No es realista pensar que vamos a rebajar el consumo de energía y de bienes y servicios. Puede avanzarse en actitudes más responsables, pero no en una merma relevante del nivel de vida. Difícilmente ocurrirá, si no es de forma forzada a causa de quiebras tecnológicas, guerras o catástrofes naturales. Como estamos viendo, ninguno de estos tres factores son descartables. Para evitarlos, es necesario actuar políticamente.
El salto en el bienestar se ha producido sobre todo en el siglo XX, cuando los avances tecnoindustriales en el marco capitalista han ido acompañados de una auténtica democratización y, a partir de la Guerra Fría, de un fortalecimiento del estado del bienestar europeo de corte socialdemócrata para evitar el peligro comunista. Las clases populares y medias salieron beneficiadas, en especial con el acceso a la educación y la sanidad, ya una vivienda digna, además de vacaciones pagadas, coche, etc. En las últimas décadas, la ola neoliberal ha vuelto a debilitar los mecanismos de redistribución de la riqueza, hasta el actual estallido ultrapopulista encabezado por Donald Trump en EE.UU., el país más rico del mundo, pero con crecientes desigualdades internas.

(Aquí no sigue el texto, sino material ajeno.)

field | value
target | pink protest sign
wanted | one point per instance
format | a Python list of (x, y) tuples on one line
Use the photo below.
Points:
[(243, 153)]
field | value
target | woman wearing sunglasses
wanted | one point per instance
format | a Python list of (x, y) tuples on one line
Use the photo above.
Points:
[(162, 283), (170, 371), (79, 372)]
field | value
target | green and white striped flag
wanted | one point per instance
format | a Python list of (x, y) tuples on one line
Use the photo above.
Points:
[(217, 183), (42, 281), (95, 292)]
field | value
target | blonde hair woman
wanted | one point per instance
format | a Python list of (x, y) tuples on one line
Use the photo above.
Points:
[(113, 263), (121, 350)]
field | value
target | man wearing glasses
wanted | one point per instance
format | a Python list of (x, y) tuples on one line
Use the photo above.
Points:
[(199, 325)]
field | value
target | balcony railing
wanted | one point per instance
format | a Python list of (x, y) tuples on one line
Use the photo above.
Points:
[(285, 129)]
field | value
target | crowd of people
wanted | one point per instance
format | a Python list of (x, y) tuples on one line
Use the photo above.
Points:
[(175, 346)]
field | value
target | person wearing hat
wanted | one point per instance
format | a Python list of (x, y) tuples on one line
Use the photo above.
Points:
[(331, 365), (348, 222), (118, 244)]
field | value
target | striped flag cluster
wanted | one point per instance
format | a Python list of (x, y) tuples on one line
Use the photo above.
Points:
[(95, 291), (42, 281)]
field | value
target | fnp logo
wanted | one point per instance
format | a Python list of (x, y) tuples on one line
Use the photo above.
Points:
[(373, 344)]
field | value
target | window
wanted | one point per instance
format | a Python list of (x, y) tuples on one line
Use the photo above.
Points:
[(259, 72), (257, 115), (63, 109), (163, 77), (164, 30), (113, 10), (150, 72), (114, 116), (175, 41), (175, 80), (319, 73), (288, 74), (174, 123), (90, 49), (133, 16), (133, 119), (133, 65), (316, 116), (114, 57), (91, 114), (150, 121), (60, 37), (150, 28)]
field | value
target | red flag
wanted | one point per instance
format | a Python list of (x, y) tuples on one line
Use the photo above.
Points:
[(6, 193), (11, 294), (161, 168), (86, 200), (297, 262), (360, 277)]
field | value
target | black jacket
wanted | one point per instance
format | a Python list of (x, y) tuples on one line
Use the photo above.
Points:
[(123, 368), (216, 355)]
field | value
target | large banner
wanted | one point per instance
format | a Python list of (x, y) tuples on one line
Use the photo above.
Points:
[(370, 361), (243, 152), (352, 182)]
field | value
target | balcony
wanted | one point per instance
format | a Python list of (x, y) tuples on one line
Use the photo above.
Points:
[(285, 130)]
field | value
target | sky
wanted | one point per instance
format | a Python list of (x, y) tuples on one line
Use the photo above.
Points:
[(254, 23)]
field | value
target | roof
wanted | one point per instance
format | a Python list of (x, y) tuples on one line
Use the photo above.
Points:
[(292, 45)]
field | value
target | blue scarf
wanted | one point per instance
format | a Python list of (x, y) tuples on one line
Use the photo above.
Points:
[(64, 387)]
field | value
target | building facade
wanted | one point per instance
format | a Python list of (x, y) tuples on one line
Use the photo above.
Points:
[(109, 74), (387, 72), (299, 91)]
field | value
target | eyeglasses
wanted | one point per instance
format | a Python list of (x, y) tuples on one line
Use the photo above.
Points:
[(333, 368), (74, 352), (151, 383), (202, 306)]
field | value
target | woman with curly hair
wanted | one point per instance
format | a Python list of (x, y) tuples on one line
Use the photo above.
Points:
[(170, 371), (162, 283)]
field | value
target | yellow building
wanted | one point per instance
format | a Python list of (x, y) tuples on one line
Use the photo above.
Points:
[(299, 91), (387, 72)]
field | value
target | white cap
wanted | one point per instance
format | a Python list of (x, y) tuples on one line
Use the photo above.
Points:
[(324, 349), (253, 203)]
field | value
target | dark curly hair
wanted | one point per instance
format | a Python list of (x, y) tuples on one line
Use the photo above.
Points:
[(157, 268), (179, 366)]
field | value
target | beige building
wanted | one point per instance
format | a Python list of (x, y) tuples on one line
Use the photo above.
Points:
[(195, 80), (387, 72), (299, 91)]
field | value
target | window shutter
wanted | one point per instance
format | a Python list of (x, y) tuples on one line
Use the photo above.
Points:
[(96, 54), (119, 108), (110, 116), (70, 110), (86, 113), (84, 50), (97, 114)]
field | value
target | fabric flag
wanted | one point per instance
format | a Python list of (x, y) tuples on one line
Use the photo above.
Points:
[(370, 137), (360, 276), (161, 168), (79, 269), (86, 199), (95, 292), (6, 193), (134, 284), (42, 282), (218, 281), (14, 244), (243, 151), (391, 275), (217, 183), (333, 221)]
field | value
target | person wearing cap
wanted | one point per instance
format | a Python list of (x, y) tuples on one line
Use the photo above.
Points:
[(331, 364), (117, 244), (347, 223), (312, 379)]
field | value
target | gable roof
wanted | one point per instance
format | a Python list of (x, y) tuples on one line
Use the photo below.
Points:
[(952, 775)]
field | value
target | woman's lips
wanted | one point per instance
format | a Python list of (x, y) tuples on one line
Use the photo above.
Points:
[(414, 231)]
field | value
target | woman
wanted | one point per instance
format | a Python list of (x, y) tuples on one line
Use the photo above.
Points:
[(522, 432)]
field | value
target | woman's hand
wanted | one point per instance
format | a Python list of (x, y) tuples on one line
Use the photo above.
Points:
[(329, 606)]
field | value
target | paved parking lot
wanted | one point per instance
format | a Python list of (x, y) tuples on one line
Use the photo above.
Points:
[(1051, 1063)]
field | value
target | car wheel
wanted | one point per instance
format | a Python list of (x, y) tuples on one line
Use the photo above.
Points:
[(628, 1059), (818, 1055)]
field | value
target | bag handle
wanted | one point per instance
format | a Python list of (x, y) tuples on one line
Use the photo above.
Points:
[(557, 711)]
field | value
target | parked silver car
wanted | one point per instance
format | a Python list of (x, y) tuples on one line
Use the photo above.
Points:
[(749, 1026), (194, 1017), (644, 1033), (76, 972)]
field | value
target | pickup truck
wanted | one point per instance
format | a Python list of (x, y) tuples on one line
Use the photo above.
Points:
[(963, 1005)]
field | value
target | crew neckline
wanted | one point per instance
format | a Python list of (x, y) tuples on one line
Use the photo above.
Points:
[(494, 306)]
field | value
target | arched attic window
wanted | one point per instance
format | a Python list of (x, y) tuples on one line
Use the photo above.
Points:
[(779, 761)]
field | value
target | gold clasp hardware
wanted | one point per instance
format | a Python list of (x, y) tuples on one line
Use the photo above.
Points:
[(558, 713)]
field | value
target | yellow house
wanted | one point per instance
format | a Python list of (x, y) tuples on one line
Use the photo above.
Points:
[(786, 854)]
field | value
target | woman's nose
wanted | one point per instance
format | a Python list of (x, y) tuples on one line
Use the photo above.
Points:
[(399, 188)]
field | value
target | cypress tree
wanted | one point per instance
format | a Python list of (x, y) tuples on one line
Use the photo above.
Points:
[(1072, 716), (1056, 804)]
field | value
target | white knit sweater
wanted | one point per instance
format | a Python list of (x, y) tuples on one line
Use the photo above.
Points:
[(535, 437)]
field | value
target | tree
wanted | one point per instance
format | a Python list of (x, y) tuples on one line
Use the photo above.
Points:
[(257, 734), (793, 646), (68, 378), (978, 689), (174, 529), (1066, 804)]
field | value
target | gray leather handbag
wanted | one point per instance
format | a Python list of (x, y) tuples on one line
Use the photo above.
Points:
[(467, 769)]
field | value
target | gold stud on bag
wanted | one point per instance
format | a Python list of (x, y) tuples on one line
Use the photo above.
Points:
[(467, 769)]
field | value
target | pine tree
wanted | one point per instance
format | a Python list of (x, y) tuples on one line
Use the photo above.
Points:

El capitalismo, por sí solo, genera tanta riqueza como desigualdad. El siglo XIX es su paradigma. Con impuestos, control del mercado y políticas públicas en un marco de libertades, es otra cosa. Ahora Trump y sus imitadores quieren menos impuestos, menor regulación y menos sector público. Quieren volver al XIX. Economistas como Thomas Piketty o Daniel Waldenström, preocupados por el equilibrio entre riqueza e igualdad, defienden un keynesianismo de nuevo cuño. ¿El tema es qué impuestos ponemos para financiarlo? Piketty opta por uno global progresivo sobre el patrimonio y por subir la presión sobre las rentas más altas y las herencias. Waldenström se muestra escéptico con los impuestos a la riqueza por el peligro de evasión y fuga de capitales, y propone grabar el capital, pero a través de las rentas del capital y no de la riqueza y herencias.
Sea cual sea la vía, es necesario un relato a favor de impuestos, regulación y servicios públicos en un marco de libertades individuales y colectivas. Ni el autoritarismo anticlimático y prosuperricos de Trump ni el crecimiento dictatorial chino son alternativas. Ambas son apagadas democráticas.